Although wheat prices have retreated some from the 10-year highs set in late 2006, price levels remain lofty, and the industry continues to grapple with basic supply/demand fundamentals as well as less traditional factors in the marketplace.
In November, indicative U.S. wheat export prices reached U.S.$215 per tonne, the highest since the June 1996 level of U.S.$227, amid declining 2006-07 global production prospects and shrinking ending stocks. As of mid-March, prices had eased to just above U.S.$200, still the highest levels since July 1996.
The downward price pressure occurred amid small increases in 2006-07 global production and ending stocks estimates. Earlier in the season, analysts forecast 2006-07 output at 585.1 million tonnes, down from 621 million in 2005-06, led by a 14.5-million drop in Australian production because of drought.

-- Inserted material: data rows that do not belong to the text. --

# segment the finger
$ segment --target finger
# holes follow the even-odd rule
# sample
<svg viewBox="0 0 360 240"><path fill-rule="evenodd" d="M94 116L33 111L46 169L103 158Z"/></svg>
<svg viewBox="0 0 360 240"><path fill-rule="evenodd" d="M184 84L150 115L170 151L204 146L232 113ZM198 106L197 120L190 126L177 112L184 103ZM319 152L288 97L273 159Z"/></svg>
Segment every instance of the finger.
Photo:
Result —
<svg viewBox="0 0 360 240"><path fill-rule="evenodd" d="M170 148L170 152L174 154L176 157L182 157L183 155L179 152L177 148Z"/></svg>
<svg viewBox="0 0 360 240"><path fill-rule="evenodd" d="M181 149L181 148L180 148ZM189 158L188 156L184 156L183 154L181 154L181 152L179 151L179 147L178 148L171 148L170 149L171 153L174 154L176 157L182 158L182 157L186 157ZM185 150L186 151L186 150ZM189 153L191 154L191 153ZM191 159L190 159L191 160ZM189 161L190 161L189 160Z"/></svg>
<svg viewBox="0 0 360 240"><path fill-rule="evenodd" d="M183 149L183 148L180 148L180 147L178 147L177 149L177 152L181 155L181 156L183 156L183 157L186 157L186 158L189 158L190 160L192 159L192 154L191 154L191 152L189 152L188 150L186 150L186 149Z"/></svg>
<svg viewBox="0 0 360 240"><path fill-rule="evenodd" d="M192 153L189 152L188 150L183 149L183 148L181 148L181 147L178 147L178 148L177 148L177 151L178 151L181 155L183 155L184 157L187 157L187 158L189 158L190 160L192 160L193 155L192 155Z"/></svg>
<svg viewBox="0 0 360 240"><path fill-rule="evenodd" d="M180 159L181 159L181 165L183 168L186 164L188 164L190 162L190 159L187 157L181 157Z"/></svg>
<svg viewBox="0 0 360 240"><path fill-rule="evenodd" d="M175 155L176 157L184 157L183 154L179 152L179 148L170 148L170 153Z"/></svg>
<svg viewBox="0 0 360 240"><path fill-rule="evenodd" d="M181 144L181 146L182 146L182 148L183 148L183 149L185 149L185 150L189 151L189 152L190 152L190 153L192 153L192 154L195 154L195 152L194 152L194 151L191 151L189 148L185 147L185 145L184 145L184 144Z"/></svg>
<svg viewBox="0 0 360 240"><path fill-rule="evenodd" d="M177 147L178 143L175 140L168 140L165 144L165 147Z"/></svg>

More recent projections raised the 2006-07 global wheat crop to 593.1 million tonnes. Although that figure remains significantly below the previous season’s level, the increases from earlier expectations helped push prices a bit lower.
Another factor keeping a lid on prices has been very favorable growing conditions for the 2007-08 marketing year U.S. hard red winter wheat crop. For example, as of late March, progress reports indicated 70% of Kansas wheat was in good-to-excellent condition versus 38% at the same time in 2006, with Oklahoma, Texas and Colorado crops also improved from 2006.

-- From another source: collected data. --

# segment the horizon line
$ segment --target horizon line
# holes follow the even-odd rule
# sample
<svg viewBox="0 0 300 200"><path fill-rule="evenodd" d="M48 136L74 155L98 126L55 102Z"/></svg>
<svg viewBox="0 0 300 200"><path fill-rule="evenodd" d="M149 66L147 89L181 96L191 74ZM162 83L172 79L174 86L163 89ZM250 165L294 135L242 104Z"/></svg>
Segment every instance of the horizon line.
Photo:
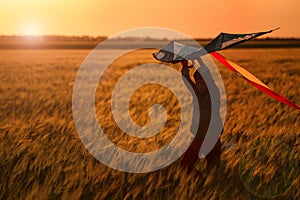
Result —
<svg viewBox="0 0 300 200"><path fill-rule="evenodd" d="M0 38L3 37L27 37L27 38L42 38L42 37L66 37L66 38L87 38L87 39L108 39L110 36L107 35L62 35L62 34L43 34L43 35L21 35L21 34L0 34ZM127 37L120 37L118 39L148 39L148 40L170 40L170 39L180 39L180 38L167 38L167 37L151 37L151 36L127 36ZM212 40L214 37L192 37L194 40ZM270 39L277 39L277 40L300 40L300 37L261 37L255 38L256 40L270 40Z"/></svg>

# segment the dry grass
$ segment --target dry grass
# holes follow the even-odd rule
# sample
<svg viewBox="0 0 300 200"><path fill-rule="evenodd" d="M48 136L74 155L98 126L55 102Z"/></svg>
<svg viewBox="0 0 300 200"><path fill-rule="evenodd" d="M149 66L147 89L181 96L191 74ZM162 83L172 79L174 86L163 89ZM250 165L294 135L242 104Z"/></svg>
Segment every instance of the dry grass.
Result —
<svg viewBox="0 0 300 200"><path fill-rule="evenodd" d="M224 67L219 69L228 108L220 165L206 170L200 160L202 175L194 176L182 170L178 160L159 171L129 174L98 162L85 149L74 127L72 87L88 50L0 52L0 199L258 198L249 190L262 198L277 194L278 199L300 198L300 112L267 97ZM300 103L300 49L236 49L222 53ZM106 84L107 97L120 74L143 62L154 62L150 50L134 56L111 66L110 70L115 67L118 72ZM101 87L97 88L97 96L103 95ZM149 101L152 96L155 98ZM152 151L174 136L179 108L167 89L147 85L131 98L130 113L140 125L149 123L144 108L153 103L167 107L166 126L156 137L146 140L118 130L108 103L96 98L98 120L120 147ZM228 144L232 146L226 148Z"/></svg>

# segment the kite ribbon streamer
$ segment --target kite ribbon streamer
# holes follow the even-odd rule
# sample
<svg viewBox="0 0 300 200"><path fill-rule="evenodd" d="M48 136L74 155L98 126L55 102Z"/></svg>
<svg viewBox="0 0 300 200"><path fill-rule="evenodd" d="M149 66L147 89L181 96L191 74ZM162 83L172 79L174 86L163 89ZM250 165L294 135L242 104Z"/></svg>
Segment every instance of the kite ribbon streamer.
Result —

Regardless of the 2007-08 U.S. prospects, global stocks at the end of 2006-07 will remain extremely tight. Those ending stocks recently were projected at 121.2 million tonnes, up from earlier forecasts of 119 million, but down substantially from 147 million at the end of 2005-06. Notably, the stocks-to-use ratio continues at an estimated 19.5%, the lowest since at least 1980.

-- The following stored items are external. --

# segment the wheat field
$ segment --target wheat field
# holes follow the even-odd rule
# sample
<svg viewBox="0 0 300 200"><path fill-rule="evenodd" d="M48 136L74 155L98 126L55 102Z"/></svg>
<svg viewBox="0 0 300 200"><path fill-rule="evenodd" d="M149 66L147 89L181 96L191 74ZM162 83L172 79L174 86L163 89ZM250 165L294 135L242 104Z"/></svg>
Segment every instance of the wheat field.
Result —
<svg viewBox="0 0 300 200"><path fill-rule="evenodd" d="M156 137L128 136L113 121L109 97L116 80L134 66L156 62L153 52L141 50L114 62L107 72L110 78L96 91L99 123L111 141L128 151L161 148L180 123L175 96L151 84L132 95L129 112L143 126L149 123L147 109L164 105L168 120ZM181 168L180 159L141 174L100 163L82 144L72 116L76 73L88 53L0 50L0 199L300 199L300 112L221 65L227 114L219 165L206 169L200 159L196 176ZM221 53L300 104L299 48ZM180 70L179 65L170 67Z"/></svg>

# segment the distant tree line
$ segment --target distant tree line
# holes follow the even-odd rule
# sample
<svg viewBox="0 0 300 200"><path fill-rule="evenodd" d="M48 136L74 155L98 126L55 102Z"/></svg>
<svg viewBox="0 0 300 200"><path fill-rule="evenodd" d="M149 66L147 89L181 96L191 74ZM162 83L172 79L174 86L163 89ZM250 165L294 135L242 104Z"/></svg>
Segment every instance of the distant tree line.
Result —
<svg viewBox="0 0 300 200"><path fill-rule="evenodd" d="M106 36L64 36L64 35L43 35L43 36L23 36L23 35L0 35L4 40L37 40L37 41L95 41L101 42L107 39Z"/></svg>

The tight outlook reflects projections that 2006-07 world wheat use will decline by only 6 million tonnes, to 619 million, or less than 1%. Significantly, 2006-07 wheat feeding is projected to drop by only 3 million tonnes, to 108 million, down less than 3% from the previous year.
When wheat prices rallied in 1995-1996, wheat feeding dropped much more steeply in percentage terms. In the two marketing seasons from 1994 through 1996, feed use declined by 15% and by 7% in the 1995-96 season alone.
The wheat-maize price spread always influences relative feeding levels, and a wheat price above U.S.$200 a tonne typically cuts sharply into wheat demand. But historically high maize prices are expected to limit users’ choices.
As of mid-March, indicative U.S. maize export prices were around U.S.$190 a tonne, only about U.S.$14 less than wheat prices. A more "normal" spread would be about U.S.$50, premium wheat.
An expected surge in maize demand for ethanol in the U.S. has supported the market all season, a new factor influencing price movements in the entire grains-oilseeds complex. U.S. use of maize for ethanol in 2006-07 should be up more than 115% from four years ago and is expected to account for 26% of total maize disappearance, nearly equaling the level of U.S. exports.
Analysts say maize prices should remain firm at least until U.S. plantings are known in the next few months, with maize area expected to jump at the expense of soybean and spring wheat plantings. But a sustained policy push to increase U.S. ethanol output could provide continued support for maize prices into 2007-08.
Another market factor is trading activity by so-called "funds," which, because they handle huge pools of international investment money, significantly influence price movements. The funds’ role in commodity markets has been expanding since 2002, but has become even more active amid recent geopolitical uncertainty, rapid growth in some economies and inflation concerns.